Adams Papers

1771. Wednesday June 5th.
[from the Diary of John Adams]

1771. Wednesday June 5th.

Rode to the Spring, drank and plunged. Dipped but once. Sky cloudy.

Activity and Industry, care, and Oeconomy, are not the Characteristicks of this Family. Green was to set out upon a Journey to Providence to day to get Stores &c. and Stock for Trade, but he lounged and loitered away, hour after Hour till 9 O Clock before he mounted. The Cow, whose Titts strutt with Milk, is unmilked till 9 O Clock. My Horse would stand by the [Head?] Hour after Hour if I did not put him out my self, tho I call upon the father and the Sons to put him out.

Looking into a little Closet in my Chamber this Morning I found a pretty Collection of Books, the Preceptor, Douglass’s History, Paradise lost, the musical Miscellany in two Volumes, the Life of the Czar, Peter the great &c.

I laid hold of the 2d Volume of the Preceptor, and began to read the Elements of Logick, and considered the four fold Division of the Subject, simple Apprehension, or Perception, Judgment or Intuition, Reasoning, and Method. This little Compendium of Logick, I admired at Colledge. I read it over and over. I recommended it to others, particularly to my Chum David Wyer,1 and I took the Pains to read a great Part of it to him and with him.

By simple Apprehension or Perception we get Ideas, by Sensation and by Reflection, the Ideas we get are Simple, &c.

Mem.—I hope I shall not forget to purchase these Preceptors, and to make my Sons transcribe this Treatise on Logick entirely with their own Hands, in fair Characters, as soon as they can write, in order to imprint it on their Memories. Nor would it hurt my Daughter to do the same. I have a great Opinion of the Exercise of transcribing, in Youth.

About 11. O Clock arrived, Dr. McKinstry of Taunton and spoke for Lodgings for himself and Co[lborn] Barrell and his Wife.—It is not you? Is it? says he.—Persons in your Way are subject to a certain weak Muscle and lax Fibre, which occasions Glooms to plague you. But the Spring will brace you.—I Joy and rejoice at his Arrival. I shall have Opportunity to examine him about this mineral, medicinal Water.
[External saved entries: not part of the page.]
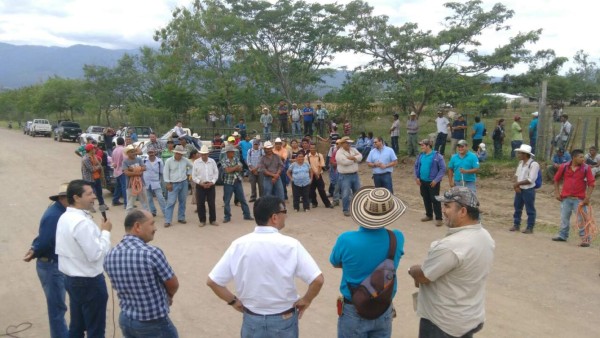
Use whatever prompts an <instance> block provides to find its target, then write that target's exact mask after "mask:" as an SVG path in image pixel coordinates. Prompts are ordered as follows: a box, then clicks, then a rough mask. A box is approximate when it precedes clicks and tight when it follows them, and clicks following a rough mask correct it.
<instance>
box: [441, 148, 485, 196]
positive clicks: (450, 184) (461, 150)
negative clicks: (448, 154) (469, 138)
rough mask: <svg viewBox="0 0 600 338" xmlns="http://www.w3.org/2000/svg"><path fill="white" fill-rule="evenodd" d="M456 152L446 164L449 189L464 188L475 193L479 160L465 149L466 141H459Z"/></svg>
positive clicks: (452, 155) (468, 151) (475, 156)
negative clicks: (453, 187)
mask: <svg viewBox="0 0 600 338" xmlns="http://www.w3.org/2000/svg"><path fill="white" fill-rule="evenodd" d="M457 147H458V152H457V153H456V154H454V155H452V158H450V163H448V179H449V180H450V187H451V188H452V187H454V186H455V185H457V186H464V187H467V188H469V189H471V191H473V192H474V193H477V188H476V187H475V180H476V175H475V174H477V172H478V171H479V159H478V158H477V155H475V154H474V153H472V152H470V151H469V149H468V148H467V141H465V140H460V141H458V144H457Z"/></svg>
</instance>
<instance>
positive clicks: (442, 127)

I have spent this day in sauntering about, down in the Pasture to see my Horse, and over the fields in the Neighbourhood. Took my Horse after noon and rode away East, a rugged rocky Road, to take View of the Lands about the Town—and went to the Spring. 30 People have been there to day, they say. The Halt, the Lame, the vapoury, hypochondriac, scrophulous, &c. all resort here. Met Dr. McKinstry at the Spring. We mounted our Horses together, and turned away the Western Road toward Somers to see the Improvements, that I saw Yesterday from the Mountain by the Spring, and returned, to our Lodgings.—The Dr. I find is a very learned Man. He said that the Roman Empire came to its Destruction as soon as the People got set against the Nobles and Commons as they are now in England, and they went on Quarrelling, till one Brutus carried all before him and enslaved em all.—Caesar, you mean Dr.—No I think it was Brutus, want it?—Thus We see the Dr. is very Book learnt. And when we were drinking Tea, I said, 500 Years hence there would be a great Number of Empires in America, independent of Europe and of each other.—Oh says he I have no Idea that the World will stand so long—not half 500 Years. The World is to conform to the Jewish Calculations, every seventh day was to be a day of Rest, every 7th Year was to be a Jubilee, and the 7th. Thousand Years will be a Thousand Years of Rest and Jubilee—no Wars, no fightings, and there is but about 230 wanting to compleat the 6000 Years. Till that Time, there will be more furious Warrs than ever.

Thus I find I shall have in the Dr. a fund of Entertainment. He is superficial enough, and conceited enough, and enthusiastical enough to entertain.

1Wyer, who came from Falmouth (Portland, Maine), was in the Harvard class of 1758; he studied law and from 1762 practiced in Falmouth; admitted attorney in the Superior Court, 1765, and barrister two years later; died in 1776 (Superior Court of Judicature, Minute Books 76, 87; Stark, Loyalists of Mass. description begins James H. Stark, The Loyalists of Massachusetts and the Other Side of the American Revolution, Boston, 1910. description ends , p. 466).